Günümüzde artan nüfus, sanayileşme, ekonomik gelişmeler ve şehirlere
göç nedeniyle, zaten sınırlı olan su kaynakları üzerindeki baskı
giderek artıyor ve mevcut su kaynaklarının en verimli şekilde
kullanılması önemi giderek artmaktadır. Bu konuda mevcut su kullanım
yöntemlerinin daha ekonomik olan yöntemlerle değiştirilmesinin yanı
sıra zorunlu ve/ya gönüllü su tasarrufu yapılması da artan su
ihtiyaçlarının karşılanabilmesinde büyük yarar sağlayacaktır.

Su kaynaklarında azalma meydana geldiğinde insanların bütün
ihtiyaçlarını karşılayabilecekleri kadar suyun temini mümkün olamaz.
Eğer nehirlerdeki sular sulamaya yönlendirilecek olursa akıntı seviyesi
düşecektir. Rezervuarlarda bulunan ve zaten düşük seviyedeki sular da
giderek azalacak ve belki de yetmeyecektir. Nehirler, göller ve
rezervuarlardaki su seviyesinin düşmesi, suya bağlı yaşam sürdüren
balıklar ve diğer canlılar için de büyük sorunlar yaratacaktır.
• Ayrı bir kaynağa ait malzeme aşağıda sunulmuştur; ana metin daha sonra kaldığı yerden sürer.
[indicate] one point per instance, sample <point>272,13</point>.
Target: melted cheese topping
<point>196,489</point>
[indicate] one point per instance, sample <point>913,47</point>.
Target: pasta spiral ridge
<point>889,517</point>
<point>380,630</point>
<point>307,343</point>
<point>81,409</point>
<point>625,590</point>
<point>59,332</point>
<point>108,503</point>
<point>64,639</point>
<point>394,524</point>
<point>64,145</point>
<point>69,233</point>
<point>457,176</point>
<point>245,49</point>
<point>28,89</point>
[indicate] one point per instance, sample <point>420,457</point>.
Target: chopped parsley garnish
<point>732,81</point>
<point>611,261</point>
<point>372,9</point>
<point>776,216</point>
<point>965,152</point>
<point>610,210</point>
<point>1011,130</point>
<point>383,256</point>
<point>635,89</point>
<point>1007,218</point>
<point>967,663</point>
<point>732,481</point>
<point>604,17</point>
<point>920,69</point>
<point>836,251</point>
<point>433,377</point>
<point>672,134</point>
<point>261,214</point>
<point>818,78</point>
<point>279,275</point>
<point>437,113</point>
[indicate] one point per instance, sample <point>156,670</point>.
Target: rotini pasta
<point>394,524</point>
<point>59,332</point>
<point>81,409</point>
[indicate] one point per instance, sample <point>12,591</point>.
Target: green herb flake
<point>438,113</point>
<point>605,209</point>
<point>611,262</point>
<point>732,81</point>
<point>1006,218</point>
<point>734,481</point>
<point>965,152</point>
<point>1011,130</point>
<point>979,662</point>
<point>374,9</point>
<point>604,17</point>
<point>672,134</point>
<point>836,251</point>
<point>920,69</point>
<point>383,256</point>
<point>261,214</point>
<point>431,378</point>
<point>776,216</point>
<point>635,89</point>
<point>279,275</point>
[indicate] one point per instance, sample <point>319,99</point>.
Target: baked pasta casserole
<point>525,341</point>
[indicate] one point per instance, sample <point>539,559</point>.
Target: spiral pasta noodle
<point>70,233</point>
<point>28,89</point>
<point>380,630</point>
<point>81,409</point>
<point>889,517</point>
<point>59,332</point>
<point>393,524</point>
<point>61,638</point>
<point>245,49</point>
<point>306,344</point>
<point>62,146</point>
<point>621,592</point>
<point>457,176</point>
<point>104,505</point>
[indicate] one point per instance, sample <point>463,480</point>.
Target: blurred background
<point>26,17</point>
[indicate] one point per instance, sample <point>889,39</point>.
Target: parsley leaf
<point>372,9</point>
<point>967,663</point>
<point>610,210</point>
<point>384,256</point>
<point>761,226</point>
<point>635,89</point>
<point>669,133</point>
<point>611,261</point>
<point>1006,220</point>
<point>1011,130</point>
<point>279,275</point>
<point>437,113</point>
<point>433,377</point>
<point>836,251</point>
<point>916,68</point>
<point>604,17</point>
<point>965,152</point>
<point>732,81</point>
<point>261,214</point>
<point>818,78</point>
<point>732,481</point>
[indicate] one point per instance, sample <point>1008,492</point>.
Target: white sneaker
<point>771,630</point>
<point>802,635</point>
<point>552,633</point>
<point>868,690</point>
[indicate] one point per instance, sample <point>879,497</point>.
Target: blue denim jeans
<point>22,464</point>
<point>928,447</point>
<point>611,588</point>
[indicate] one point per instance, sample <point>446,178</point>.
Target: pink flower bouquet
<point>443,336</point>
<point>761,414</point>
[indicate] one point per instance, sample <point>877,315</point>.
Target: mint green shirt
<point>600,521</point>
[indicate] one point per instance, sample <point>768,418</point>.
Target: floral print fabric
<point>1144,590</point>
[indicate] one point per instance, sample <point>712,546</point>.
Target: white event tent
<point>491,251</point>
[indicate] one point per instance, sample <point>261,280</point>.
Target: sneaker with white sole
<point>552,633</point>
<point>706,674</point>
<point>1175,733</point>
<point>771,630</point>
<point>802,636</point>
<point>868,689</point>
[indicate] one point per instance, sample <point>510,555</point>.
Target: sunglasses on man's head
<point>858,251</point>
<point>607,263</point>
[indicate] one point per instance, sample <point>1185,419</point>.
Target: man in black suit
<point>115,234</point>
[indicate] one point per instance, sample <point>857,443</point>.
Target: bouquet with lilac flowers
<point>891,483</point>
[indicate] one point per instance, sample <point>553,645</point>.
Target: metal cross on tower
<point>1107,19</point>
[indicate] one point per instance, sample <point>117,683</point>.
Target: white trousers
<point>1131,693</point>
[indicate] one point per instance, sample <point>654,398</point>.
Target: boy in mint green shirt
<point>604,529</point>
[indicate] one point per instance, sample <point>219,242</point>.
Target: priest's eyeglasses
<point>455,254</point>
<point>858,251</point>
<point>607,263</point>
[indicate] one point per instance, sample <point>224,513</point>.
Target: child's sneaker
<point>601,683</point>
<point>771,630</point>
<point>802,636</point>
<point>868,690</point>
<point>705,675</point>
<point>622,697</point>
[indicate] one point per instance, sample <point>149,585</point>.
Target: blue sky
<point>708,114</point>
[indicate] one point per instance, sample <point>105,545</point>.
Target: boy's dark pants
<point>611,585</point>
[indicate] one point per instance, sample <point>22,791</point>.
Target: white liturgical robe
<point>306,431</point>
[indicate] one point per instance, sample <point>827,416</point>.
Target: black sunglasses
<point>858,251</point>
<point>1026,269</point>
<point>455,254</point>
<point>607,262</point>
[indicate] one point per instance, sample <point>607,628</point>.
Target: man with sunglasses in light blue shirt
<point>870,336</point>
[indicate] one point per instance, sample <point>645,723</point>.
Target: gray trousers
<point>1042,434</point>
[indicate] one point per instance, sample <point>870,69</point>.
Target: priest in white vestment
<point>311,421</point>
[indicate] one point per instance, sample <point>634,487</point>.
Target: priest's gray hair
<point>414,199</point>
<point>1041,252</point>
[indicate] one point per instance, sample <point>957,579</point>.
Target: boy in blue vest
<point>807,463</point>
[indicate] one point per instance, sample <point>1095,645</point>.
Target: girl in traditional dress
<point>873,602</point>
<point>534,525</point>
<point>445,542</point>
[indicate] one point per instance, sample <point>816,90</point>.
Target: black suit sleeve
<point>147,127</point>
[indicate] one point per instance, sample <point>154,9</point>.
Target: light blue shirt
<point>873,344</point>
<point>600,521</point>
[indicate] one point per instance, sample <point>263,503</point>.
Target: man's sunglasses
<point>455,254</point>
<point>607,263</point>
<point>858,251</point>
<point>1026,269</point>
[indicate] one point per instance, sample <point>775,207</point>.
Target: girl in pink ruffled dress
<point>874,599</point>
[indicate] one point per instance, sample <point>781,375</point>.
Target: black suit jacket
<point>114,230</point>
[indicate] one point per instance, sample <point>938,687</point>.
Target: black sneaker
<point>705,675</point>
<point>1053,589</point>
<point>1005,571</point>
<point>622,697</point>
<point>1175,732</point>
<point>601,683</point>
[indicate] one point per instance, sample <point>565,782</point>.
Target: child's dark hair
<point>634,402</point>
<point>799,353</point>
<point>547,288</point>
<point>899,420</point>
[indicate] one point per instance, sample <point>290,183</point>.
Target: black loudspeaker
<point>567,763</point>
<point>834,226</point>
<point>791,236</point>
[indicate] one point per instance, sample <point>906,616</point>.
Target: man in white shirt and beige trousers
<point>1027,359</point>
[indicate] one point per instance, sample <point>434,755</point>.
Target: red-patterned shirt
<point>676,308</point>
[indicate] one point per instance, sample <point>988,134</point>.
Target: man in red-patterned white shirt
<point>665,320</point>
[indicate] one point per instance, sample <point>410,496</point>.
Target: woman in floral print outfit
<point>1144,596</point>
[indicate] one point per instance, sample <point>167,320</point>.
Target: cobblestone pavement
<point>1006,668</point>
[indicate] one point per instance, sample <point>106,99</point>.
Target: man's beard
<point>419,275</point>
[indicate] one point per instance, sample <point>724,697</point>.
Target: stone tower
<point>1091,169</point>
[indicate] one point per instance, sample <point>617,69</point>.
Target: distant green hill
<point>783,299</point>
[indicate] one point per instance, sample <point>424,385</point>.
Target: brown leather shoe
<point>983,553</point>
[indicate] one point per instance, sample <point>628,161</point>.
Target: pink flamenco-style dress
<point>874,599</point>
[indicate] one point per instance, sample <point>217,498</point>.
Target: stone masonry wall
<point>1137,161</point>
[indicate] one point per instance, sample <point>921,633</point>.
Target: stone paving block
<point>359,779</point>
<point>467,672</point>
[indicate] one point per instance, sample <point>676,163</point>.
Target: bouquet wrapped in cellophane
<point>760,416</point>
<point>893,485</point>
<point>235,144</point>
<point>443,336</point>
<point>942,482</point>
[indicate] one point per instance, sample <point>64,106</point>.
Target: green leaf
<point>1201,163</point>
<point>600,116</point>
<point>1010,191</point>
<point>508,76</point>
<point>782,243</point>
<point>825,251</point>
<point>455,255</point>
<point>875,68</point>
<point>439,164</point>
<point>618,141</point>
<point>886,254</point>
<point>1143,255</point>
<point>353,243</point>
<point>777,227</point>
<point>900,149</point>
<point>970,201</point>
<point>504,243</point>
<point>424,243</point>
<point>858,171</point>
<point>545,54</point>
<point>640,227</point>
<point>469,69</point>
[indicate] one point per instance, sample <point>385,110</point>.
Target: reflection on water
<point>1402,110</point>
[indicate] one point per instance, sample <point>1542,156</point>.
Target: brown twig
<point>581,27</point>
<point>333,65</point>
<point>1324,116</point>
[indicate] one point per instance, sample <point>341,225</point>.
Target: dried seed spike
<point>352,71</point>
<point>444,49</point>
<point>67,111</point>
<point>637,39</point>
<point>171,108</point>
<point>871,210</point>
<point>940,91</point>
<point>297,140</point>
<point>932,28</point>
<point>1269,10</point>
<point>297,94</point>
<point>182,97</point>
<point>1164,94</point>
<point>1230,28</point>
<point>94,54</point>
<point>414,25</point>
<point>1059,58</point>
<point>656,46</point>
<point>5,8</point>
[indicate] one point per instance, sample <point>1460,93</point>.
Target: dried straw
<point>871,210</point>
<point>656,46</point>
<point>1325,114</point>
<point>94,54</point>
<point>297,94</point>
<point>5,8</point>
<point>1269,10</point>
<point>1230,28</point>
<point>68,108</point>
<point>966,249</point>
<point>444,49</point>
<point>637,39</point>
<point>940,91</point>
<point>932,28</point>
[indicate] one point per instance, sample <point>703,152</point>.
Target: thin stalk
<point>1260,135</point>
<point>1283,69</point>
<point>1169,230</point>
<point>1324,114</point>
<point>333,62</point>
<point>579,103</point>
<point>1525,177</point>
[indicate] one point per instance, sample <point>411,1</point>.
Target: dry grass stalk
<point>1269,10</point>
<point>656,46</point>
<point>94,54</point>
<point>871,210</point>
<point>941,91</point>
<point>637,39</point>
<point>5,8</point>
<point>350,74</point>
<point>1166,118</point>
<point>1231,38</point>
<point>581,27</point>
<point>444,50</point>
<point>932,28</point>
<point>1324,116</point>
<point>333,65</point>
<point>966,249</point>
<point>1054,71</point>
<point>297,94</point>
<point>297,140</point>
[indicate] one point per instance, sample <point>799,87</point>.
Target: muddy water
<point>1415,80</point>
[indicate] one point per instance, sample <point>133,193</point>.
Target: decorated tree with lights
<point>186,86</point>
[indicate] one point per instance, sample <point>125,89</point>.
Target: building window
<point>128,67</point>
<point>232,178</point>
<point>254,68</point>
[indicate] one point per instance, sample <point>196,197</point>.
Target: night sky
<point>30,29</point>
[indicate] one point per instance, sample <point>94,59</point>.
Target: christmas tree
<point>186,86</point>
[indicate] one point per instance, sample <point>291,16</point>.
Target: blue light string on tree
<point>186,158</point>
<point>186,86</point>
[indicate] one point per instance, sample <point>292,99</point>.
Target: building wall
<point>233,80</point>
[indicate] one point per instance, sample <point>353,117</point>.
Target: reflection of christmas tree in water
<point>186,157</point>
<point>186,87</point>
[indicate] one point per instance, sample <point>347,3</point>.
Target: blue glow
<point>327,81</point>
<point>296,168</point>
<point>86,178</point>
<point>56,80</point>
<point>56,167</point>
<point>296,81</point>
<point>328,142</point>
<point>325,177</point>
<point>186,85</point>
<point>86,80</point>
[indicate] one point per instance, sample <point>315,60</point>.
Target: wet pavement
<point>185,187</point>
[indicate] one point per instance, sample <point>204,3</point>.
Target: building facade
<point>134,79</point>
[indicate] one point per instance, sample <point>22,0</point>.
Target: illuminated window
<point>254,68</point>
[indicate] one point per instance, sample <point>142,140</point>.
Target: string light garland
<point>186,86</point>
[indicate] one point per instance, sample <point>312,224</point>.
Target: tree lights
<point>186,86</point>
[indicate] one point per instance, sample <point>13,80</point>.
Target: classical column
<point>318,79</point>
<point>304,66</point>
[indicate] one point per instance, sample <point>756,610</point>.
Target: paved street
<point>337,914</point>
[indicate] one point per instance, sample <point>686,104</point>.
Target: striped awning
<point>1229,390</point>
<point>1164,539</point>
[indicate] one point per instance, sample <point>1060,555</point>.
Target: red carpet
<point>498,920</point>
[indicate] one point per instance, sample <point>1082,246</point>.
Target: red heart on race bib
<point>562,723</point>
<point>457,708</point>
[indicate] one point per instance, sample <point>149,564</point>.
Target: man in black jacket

Su kaynaklarının yönetiminde su tasarrufu çok önemlidir. Su
tasarrufu; suyun ihtiyacımızı karşılayabilecek ölçüde en verimli
biçimde kullanılmasıdır. Bu konuda da en önemli adım, halkın
bilinçlendirilmesi ve her alanda nasıl tasarruf yapılabileceğinin
anlatılmasıdır. Bir kişinin tasarruf ettiği miktardaki su, bir diğeri
için hayati önem taşıyabilir. Sulama yöntemleri değiştirilmeli ve daha
az suya ihtiyaç duyan bitkiler ekilmelidir. Şehirler ve kasabalar suyu
paylaşabilir, fabrikalar üretim metotlarını değiştirebilir ve bireyler
tüketimi azaltmak için su tasarrufuna gidebilirler. Banyo yaparken,
yüzümüzü yıkarken, traş olurken, dişinizi fırçalarken, sebze ve
meyveleri yıkarken su tüketimindeki alışkanlıklarımızı değiştirmemiz
gerekir. Temiz su boşa akıtıldığı zaman atıksuya dönüştüğü
unutulmamalıdır. İçme suyu ve atık su arıtma maliyetinin yüksek olduğu
unutulmamalıdır Herkes su kullanımını azaltırsa, paylaşılacak su
miktarı da artacaktır. Suyun büyük oranda ihtiyaç duyulduğu tarımda
etkin kullanılmasının yollarından biri Damlatma ile Sulamadır. Damlama
sulamayla bitkilere saatte 1 ile 20 litre arasında su vermek mümkün. Bu
miktar, toprağın yapısına ve bitkinin türüne göre ayarlanabiliyor. Bu
sistem, tuzlu ve acı sularla sulamayı da mümkün kılıyor. Ayrıca
boruları toprağın 50 cm altına gömerek de sulama yapılabiliyor. Bu
yöntemin bir avantajı da, fosforlu gübreleri doğrudan bitkinin
köklerine ulaştırmasıdır. Bu ve benzeri yöntemlerin kullanılması
tarımda ki su israfının önüne geçilmesine yardımcı olacaktır.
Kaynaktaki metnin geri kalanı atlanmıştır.